Minimisation schemes include; steepest descent, quick and efficient, but they can bounce around a local energy minimum indefinitely; and conjugate gradient, slow to begin with but a lot more efficient closer to an energy minimum.
NVT equilibration: Keep this as short as possible for atomistic simulations (no more than 50 ps at a dt of 0.002). If left to evolve for too long, the bilayer can form pores, micelles and other artefacts. For relatively straightforward CG protein-bilayer systems, I will miss out on this stage. I will usually place position restraints (1000 kJ/mol) on all alpha-carbons for complicated CG systems and any atomistic approach. These position restraints help prevent the protein backbone from distorting under the effects of high velocities whilst allowing the side chains to adjust. I’ll use the Berendsen thermostat. (Note: You can use velocity rescaling instead. The use of Berendsen is an old habit of mine from the days before v-rescaling was introduced to Gromacs.)
NPT equilibration: This is where I introduce pressure to the system. I keep this relatively short (50 ps, maybe a little longer) with a Berendsen pressure coupling in both CG and atomistic system. In the complicated CG system and all atomistic systems, the position restraints stay on. After the simulation finishes, I use the velocities (.cpt file) as starting velocities for a further short NPT simulation whilst maintaining the position restraints. I change temperature and pressure to more appropriate schemes, e.g., velocity rescaling or nose-hoover for temperature and Parrinello-Rahman for pressure. I repeat feeding preserved velocities into short NPT simulations whilst reducing the position restraints from 1000 kJ/mol, 100 kJ/mol, then finally ten kJ/mol.
For simple CG systems, after running the Berendsen pressure coupling 50 ps simulation, I switch over the temperature and pressure coupling as mentioned above. Typically, you won’t need to systematically reduce position restraints as the CG secondary structure is predetermined.
Finally, as mentioned above, I will usually reduce the CG time-step down to 0.005 (from 0.025) and run for 50 ps if the energy minimisation stage fails to converge or threw LINCS warnings.

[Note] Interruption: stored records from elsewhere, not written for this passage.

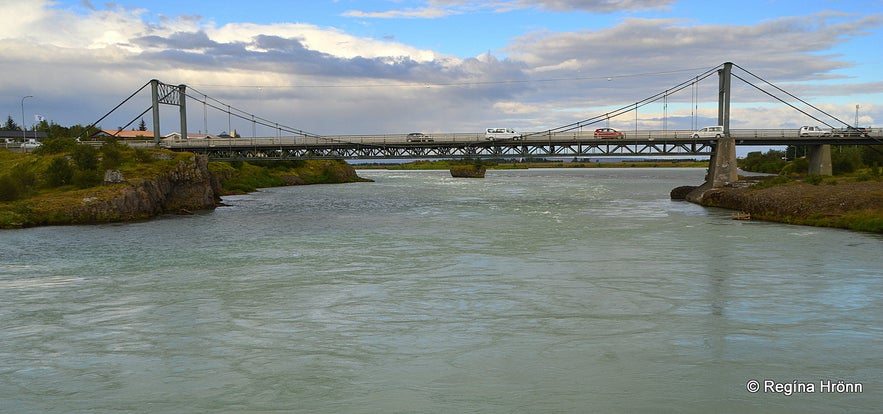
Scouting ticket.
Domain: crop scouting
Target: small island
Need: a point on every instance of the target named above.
(851, 199)
(64, 182)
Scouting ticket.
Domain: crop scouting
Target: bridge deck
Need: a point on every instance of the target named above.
(537, 145)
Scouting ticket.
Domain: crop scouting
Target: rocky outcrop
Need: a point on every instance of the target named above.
(187, 187)
(468, 171)
(845, 204)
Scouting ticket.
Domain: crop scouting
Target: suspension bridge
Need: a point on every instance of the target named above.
(576, 139)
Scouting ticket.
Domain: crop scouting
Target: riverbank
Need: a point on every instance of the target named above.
(823, 202)
(143, 186)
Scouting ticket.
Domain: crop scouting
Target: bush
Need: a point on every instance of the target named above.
(59, 172)
(10, 189)
(85, 157)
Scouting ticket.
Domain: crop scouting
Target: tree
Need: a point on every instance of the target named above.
(10, 125)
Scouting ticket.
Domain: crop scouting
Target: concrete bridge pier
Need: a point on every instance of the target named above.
(820, 160)
(722, 168)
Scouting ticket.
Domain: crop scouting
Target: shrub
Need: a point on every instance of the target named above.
(59, 172)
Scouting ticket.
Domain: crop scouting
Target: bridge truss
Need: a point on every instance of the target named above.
(463, 150)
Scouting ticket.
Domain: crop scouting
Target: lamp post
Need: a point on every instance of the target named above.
(23, 136)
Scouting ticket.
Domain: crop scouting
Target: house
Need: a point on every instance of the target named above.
(13, 137)
(176, 136)
(17, 135)
(122, 134)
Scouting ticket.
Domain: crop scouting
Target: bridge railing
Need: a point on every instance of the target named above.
(459, 138)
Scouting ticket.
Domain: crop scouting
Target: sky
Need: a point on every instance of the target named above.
(400, 66)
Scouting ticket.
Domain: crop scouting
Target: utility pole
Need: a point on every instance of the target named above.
(23, 129)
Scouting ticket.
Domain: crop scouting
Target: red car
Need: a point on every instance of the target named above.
(608, 133)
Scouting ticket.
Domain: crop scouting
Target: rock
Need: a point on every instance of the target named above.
(680, 193)
(468, 171)
(113, 177)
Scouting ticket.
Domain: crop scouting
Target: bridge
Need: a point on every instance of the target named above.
(572, 140)
(472, 145)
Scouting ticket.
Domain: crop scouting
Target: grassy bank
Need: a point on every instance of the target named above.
(43, 188)
(852, 202)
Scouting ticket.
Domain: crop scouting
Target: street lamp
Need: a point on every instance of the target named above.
(23, 136)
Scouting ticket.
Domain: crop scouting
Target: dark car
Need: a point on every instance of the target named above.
(608, 133)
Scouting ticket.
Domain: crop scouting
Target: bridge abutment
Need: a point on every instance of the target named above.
(722, 168)
(820, 160)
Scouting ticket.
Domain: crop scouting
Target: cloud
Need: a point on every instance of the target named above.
(421, 13)
(443, 8)
(325, 80)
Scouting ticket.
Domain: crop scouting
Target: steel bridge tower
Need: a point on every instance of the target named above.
(161, 93)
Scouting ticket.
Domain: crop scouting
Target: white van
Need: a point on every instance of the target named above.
(716, 131)
(501, 133)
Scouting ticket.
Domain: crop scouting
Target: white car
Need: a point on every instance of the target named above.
(31, 143)
(808, 131)
(716, 131)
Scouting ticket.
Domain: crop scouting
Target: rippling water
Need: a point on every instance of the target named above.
(563, 291)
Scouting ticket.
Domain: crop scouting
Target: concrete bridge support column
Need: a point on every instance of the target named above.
(722, 168)
(820, 160)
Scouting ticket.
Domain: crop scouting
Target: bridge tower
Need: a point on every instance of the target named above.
(722, 166)
(161, 93)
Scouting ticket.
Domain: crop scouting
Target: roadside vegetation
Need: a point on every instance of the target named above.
(62, 172)
(851, 199)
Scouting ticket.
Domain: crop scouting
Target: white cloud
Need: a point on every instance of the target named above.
(326, 80)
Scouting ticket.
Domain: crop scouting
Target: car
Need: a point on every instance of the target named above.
(31, 143)
(609, 133)
(419, 137)
(813, 131)
(715, 131)
(851, 132)
(492, 134)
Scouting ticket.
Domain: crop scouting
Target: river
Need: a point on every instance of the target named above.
(528, 291)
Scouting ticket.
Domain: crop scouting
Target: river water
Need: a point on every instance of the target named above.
(529, 291)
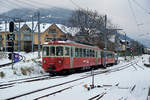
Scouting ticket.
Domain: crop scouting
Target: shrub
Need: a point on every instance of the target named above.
(23, 71)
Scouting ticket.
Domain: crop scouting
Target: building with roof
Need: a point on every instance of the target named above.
(25, 36)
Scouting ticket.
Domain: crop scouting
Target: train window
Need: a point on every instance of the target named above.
(71, 52)
(67, 51)
(59, 51)
(46, 51)
(84, 52)
(77, 52)
(80, 52)
(88, 53)
(52, 51)
(94, 55)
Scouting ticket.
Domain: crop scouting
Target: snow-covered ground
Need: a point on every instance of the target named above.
(134, 78)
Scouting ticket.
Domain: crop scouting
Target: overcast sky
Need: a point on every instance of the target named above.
(133, 16)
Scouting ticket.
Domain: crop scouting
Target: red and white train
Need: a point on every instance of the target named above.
(66, 56)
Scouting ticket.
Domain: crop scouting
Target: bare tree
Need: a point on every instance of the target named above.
(91, 26)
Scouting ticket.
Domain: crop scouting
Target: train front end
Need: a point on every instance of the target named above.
(54, 58)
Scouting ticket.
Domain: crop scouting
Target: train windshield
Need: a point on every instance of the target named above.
(53, 51)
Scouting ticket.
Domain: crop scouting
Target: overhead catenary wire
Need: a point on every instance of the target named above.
(133, 14)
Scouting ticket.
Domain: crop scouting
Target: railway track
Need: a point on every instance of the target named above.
(71, 81)
(11, 83)
(7, 64)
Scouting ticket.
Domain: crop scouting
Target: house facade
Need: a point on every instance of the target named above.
(24, 37)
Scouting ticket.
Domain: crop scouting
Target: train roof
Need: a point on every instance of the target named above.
(72, 43)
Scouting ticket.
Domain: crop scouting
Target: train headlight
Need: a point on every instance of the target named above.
(44, 61)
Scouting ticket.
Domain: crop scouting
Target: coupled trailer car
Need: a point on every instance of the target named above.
(66, 56)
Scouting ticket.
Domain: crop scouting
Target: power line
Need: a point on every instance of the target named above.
(148, 12)
(27, 3)
(75, 4)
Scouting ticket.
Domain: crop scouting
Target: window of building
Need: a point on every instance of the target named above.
(76, 52)
(80, 52)
(27, 31)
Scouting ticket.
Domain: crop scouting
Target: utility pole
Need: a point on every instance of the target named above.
(39, 41)
(5, 36)
(125, 47)
(32, 35)
(105, 40)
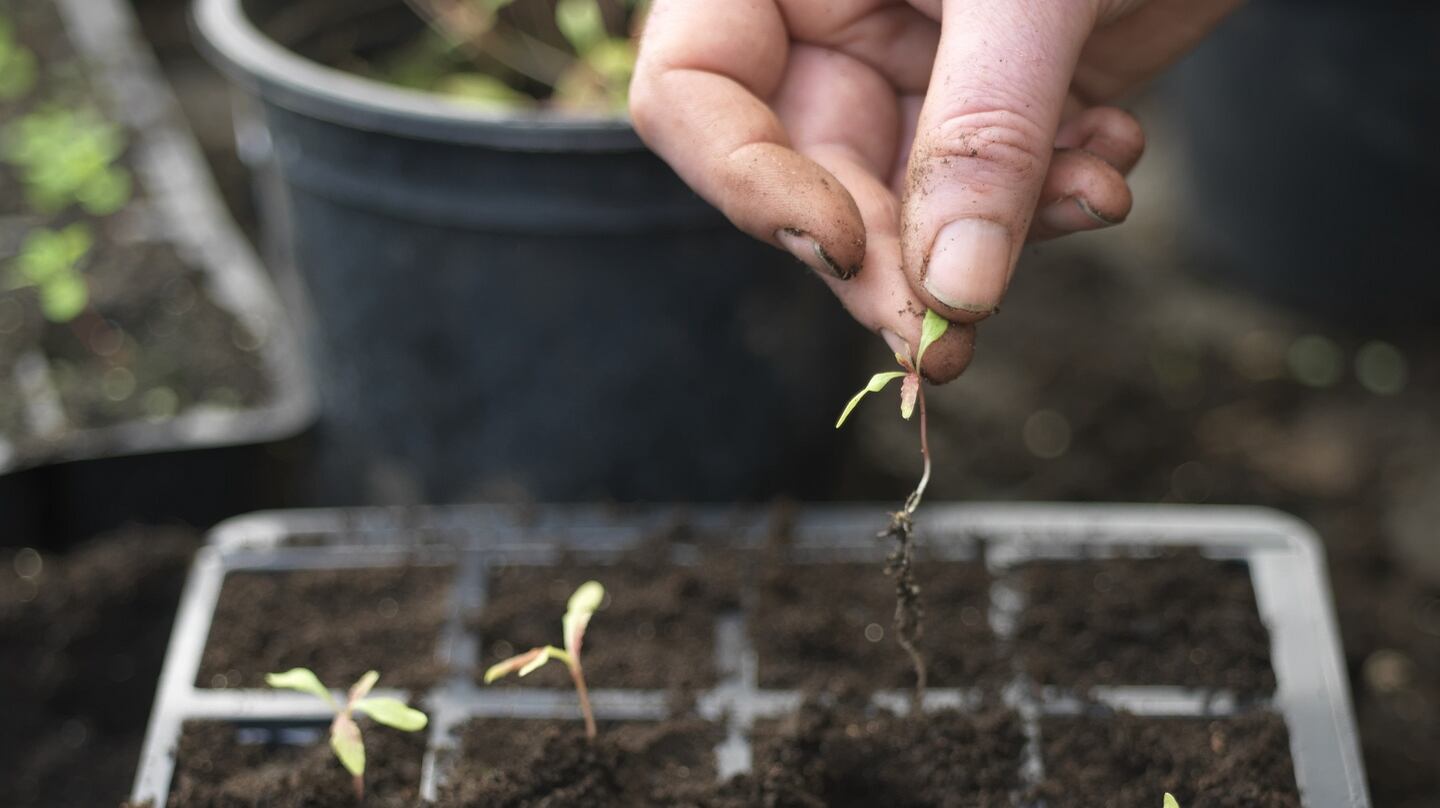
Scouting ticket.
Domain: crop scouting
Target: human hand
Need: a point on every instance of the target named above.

NPT production run: By now, I’m using the correct pressure, and temperature coupling and all position restraints are gone. The system should be free of flaw to be left to run indefinitely. Note: I’m considering whether the system is equilibrated, nor am I considering when is it appropriate to conduct analysis; those are different questions.
Final thoughts
The above was a very brief and simplified Molecular Dynamics workflow. I’ve missed a lot, for example, water to bilayer/protein concentration, ion concentration, cleaning up PDB files, metal-ligand coordination (with a whole sidechain-ligand force field parameterisation), pressure and temperature coupling parameters, and all the other mdp parameters!
In terms of building a bullet proof Gromacs protocol, one in which you knew a computer was automating everything, what would you include to avoid error and human intervention?